Di saat yang sama, rasio kredit bermasalah alias nonperforming loan (NPL) pada UMKM mulai meningkat sejak Desember 2024 dan bertahan di level yang lebih tinggi. Hal ini menunjukkan tekanan arus kas pelaku UMKM belum sepenuhnya pulih. Kombinasi pertumbuhan yang melemah dan risiko kredit yang naik menuntut pendekatan yang lebih selektif berbasis mitigasi risiko.
Hery juga menyoroti pelemahan pertumbuhan kredit tidak terlepas dari perlambatan tiga sektor utama penyumbang PDB, yakni manufaktur, perdagangan, dan pertanian. Ketiga sektor ini tidak hanya memiliki kontribusi besar terhadap perekonomian nasional, tetapi juga menjadi penyerap tenaga kerja dalam skala luas, sehingga setiap perlambatan langsung berdampak pada aktivitas usaha dan kebutuhan pembiayaan.

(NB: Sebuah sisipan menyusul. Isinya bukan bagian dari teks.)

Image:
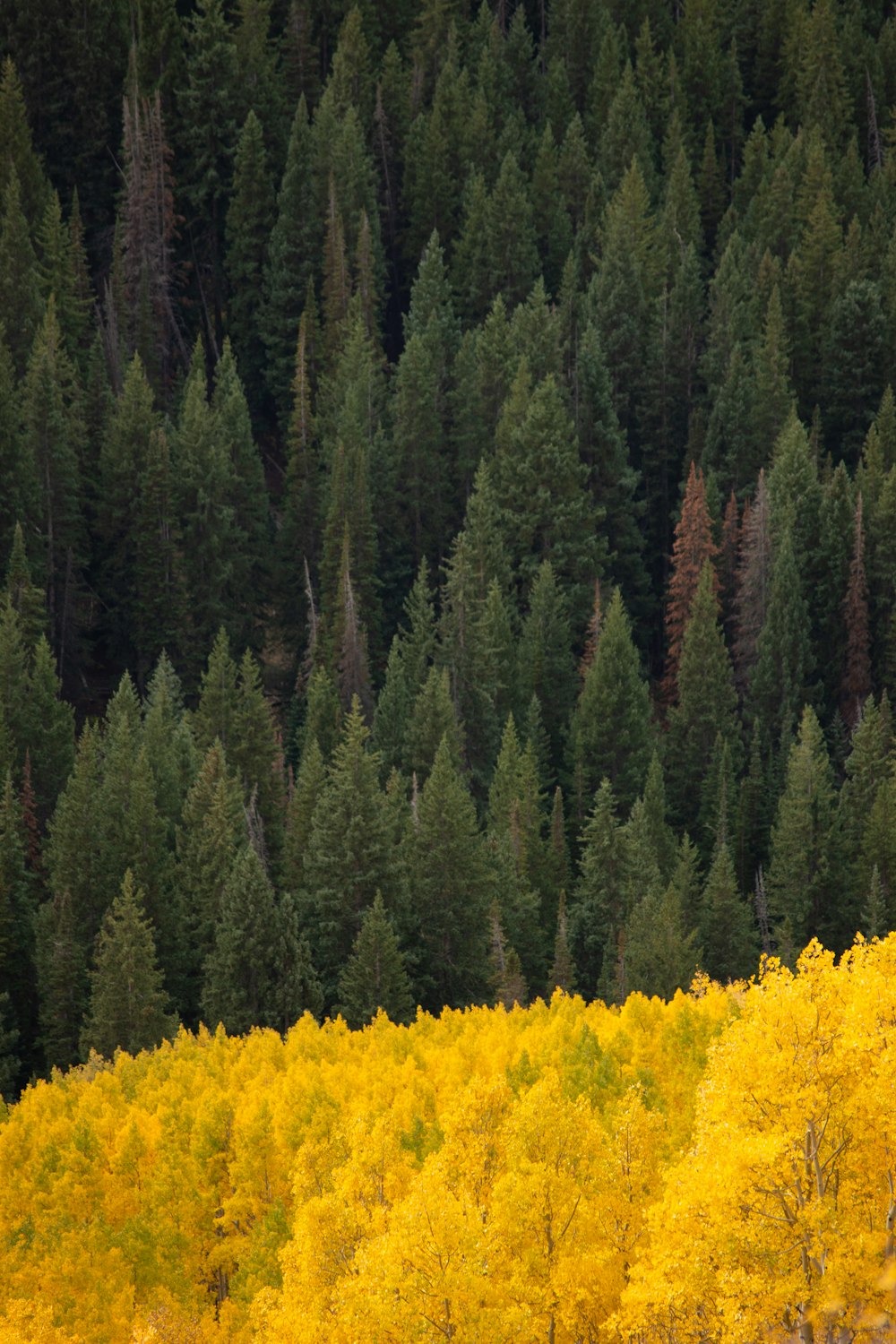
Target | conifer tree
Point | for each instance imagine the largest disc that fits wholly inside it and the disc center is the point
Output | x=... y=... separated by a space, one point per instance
x=753 y=583
x=375 y=978
x=611 y=733
x=694 y=546
x=727 y=927
x=783 y=653
x=128 y=1004
x=661 y=952
x=349 y=854
x=258 y=972
x=562 y=973
x=207 y=110
x=290 y=258
x=801 y=894
x=856 y=683
x=597 y=906
x=54 y=438
x=26 y=599
x=707 y=704
x=452 y=884
x=19 y=282
x=62 y=981
x=249 y=214
x=508 y=981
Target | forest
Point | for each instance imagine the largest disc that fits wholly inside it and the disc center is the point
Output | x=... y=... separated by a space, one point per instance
x=713 y=1169
x=447 y=505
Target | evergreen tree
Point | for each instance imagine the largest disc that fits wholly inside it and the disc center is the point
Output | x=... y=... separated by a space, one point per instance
x=597 y=906
x=707 y=704
x=452 y=886
x=611 y=730
x=783 y=653
x=661 y=952
x=349 y=855
x=801 y=892
x=694 y=546
x=375 y=978
x=856 y=683
x=562 y=973
x=258 y=972
x=727 y=926
x=249 y=214
x=19 y=280
x=128 y=1004
x=290 y=255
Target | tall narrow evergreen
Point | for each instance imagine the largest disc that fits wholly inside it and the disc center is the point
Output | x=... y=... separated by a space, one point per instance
x=128 y=1004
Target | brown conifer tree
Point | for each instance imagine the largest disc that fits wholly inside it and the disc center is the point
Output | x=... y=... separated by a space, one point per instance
x=856 y=685
x=692 y=547
x=753 y=583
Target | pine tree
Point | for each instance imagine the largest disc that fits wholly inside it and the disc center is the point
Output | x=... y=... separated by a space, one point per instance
x=349 y=855
x=856 y=683
x=544 y=660
x=128 y=1004
x=247 y=228
x=597 y=906
x=801 y=892
x=611 y=730
x=19 y=282
x=753 y=583
x=562 y=973
x=727 y=927
x=541 y=487
x=54 y=435
x=452 y=887
x=707 y=704
x=290 y=257
x=694 y=546
x=375 y=978
x=62 y=981
x=508 y=981
x=783 y=653
x=206 y=102
x=258 y=972
x=661 y=952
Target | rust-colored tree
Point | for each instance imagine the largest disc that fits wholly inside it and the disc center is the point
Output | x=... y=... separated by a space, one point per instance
x=148 y=233
x=856 y=685
x=753 y=583
x=692 y=547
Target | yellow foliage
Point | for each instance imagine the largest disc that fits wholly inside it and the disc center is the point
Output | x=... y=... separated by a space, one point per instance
x=721 y=1167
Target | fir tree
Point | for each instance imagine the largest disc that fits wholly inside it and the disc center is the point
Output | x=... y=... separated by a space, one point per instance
x=258 y=972
x=349 y=854
x=452 y=883
x=611 y=733
x=375 y=978
x=694 y=546
x=856 y=683
x=128 y=1004
x=801 y=895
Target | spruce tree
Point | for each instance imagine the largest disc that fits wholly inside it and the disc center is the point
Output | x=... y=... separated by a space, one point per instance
x=249 y=214
x=801 y=887
x=128 y=1004
x=727 y=927
x=707 y=704
x=349 y=855
x=258 y=972
x=375 y=978
x=694 y=546
x=611 y=731
x=452 y=887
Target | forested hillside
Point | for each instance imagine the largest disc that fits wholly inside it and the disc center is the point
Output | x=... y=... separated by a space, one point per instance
x=718 y=1169
x=447 y=492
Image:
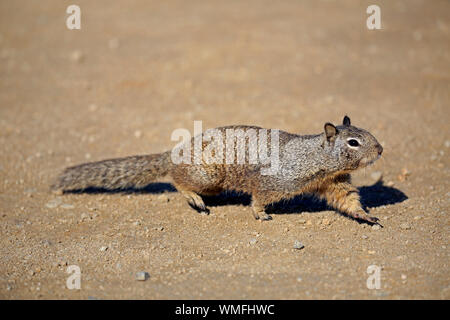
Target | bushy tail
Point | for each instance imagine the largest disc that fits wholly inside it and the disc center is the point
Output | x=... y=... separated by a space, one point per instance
x=113 y=174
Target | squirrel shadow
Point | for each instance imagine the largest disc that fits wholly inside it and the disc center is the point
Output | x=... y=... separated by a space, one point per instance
x=376 y=195
x=153 y=188
x=372 y=196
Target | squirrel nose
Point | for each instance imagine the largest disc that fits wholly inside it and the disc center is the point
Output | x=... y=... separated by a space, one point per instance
x=380 y=149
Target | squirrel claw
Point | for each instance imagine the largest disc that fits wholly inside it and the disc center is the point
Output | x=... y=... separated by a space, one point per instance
x=202 y=209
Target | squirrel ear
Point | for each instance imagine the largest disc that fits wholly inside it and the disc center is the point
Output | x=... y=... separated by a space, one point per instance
x=330 y=130
x=346 y=121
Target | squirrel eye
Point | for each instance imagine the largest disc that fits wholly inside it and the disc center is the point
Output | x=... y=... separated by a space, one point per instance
x=353 y=143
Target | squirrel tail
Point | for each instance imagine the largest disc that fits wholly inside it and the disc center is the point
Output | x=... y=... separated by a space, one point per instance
x=114 y=174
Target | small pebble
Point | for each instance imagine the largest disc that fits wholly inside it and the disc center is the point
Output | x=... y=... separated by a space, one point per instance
x=142 y=276
x=77 y=56
x=138 y=134
x=298 y=245
x=53 y=203
x=113 y=43
x=390 y=184
x=405 y=226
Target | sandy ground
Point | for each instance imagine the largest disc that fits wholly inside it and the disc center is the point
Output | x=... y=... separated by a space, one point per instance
x=137 y=70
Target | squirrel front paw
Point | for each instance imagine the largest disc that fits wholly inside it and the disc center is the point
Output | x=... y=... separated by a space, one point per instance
x=362 y=215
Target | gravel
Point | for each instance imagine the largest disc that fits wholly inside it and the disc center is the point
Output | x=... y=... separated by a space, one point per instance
x=142 y=276
x=298 y=245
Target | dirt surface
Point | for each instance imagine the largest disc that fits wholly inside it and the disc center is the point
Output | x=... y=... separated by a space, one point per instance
x=138 y=70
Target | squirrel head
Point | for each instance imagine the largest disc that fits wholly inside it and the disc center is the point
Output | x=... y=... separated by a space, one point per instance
x=353 y=147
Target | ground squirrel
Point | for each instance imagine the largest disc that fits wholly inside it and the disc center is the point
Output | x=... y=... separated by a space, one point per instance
x=316 y=164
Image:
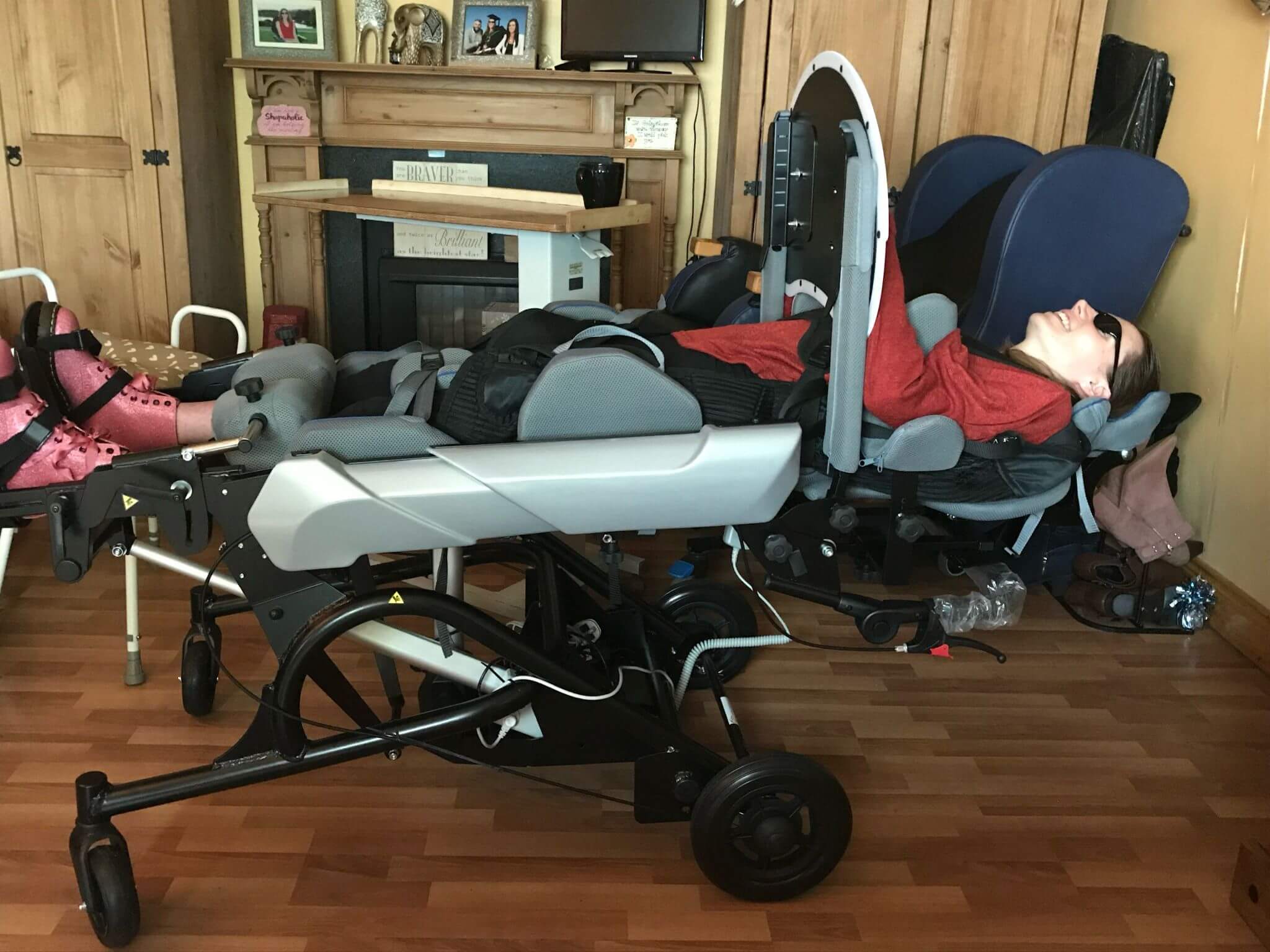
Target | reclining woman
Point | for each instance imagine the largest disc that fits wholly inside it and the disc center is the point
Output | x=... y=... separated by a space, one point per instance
x=1029 y=389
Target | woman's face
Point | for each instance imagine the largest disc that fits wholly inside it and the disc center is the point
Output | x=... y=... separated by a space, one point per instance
x=1070 y=345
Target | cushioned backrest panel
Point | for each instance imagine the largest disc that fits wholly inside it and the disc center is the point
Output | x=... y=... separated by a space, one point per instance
x=851 y=310
x=605 y=392
x=934 y=318
x=1132 y=428
x=1091 y=223
x=946 y=177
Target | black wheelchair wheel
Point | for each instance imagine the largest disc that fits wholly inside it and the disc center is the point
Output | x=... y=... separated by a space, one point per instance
x=710 y=610
x=770 y=827
x=118 y=917
x=197 y=678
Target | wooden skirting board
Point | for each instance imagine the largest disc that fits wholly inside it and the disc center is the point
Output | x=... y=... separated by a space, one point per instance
x=1238 y=617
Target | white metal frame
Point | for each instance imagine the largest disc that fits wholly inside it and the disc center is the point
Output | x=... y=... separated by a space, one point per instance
x=134 y=673
x=418 y=650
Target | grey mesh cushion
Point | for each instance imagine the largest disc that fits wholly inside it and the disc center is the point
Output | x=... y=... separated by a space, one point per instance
x=925 y=444
x=357 y=361
x=934 y=318
x=595 y=311
x=605 y=392
x=286 y=407
x=355 y=439
x=311 y=363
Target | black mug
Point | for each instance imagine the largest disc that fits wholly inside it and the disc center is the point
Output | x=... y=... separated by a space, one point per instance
x=600 y=182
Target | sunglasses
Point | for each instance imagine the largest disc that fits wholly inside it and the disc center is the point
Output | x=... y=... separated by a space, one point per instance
x=1108 y=324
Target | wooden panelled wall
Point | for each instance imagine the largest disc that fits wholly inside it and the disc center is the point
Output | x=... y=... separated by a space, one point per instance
x=935 y=70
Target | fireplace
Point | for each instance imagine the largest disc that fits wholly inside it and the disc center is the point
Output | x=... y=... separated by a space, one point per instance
x=378 y=300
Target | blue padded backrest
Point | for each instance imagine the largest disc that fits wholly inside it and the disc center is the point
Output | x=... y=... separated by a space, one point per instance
x=1088 y=221
x=949 y=175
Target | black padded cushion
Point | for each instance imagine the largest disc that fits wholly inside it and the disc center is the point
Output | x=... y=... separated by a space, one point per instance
x=706 y=286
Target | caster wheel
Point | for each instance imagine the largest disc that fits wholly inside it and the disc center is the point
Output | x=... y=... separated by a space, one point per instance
x=197 y=678
x=770 y=827
x=709 y=610
x=118 y=915
x=950 y=565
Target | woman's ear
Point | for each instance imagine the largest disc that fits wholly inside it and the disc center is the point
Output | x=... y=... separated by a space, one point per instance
x=1094 y=389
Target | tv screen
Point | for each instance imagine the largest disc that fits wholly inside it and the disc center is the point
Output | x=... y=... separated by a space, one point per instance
x=670 y=31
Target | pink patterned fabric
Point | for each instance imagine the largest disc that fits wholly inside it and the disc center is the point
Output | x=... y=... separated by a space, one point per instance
x=139 y=416
x=68 y=456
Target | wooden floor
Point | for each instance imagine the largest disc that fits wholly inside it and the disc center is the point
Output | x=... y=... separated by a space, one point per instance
x=1089 y=795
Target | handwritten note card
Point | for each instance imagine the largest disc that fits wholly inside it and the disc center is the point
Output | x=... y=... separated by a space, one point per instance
x=651 y=131
x=283 y=121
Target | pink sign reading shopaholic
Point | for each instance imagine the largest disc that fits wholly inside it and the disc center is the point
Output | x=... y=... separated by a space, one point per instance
x=283 y=121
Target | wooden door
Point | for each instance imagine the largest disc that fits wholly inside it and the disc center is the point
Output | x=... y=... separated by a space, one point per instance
x=75 y=95
x=882 y=38
x=1023 y=70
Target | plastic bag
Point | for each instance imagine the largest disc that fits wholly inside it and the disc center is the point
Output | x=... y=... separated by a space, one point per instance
x=997 y=603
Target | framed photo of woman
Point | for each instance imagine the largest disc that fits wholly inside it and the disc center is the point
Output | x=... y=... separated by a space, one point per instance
x=295 y=30
x=489 y=33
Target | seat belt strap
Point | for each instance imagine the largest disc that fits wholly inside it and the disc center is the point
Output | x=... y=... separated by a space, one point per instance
x=391 y=683
x=1025 y=534
x=1082 y=500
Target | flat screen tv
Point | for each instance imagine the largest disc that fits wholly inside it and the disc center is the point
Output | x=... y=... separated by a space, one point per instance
x=664 y=31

Manufaktur, yang berkontribusi hampir 20% terhadap PDB, sangat menentukan kebutuhan modal kerja dan investasi. Di sisi lain, perdagangan sangat bergantung pada daya beli masyarakat, di mana ketika konsumsi melemah, perputaran stok melambat dan permintaan kredit ikut tertahan. Sementara itu, sektor pertanian sebagai basis penyerapan tenaga kerja terbesar memiliki keterkaitan langsung dengan segmen mikro dan UMKM, sehingga tekanan di sektor ini cepat tercermin pada permintaan kredit di level usaha kecil.
Kondisi tersebut menunjukkan bahwa sensitivitas pertumbuhan kredit terhadap siklus ekonomi masih cukup tinggi, sejalan dengan struktur kredit nasional yang didominasi sektor padat karya seperti manufaktur, perdagangan, dan pertanian.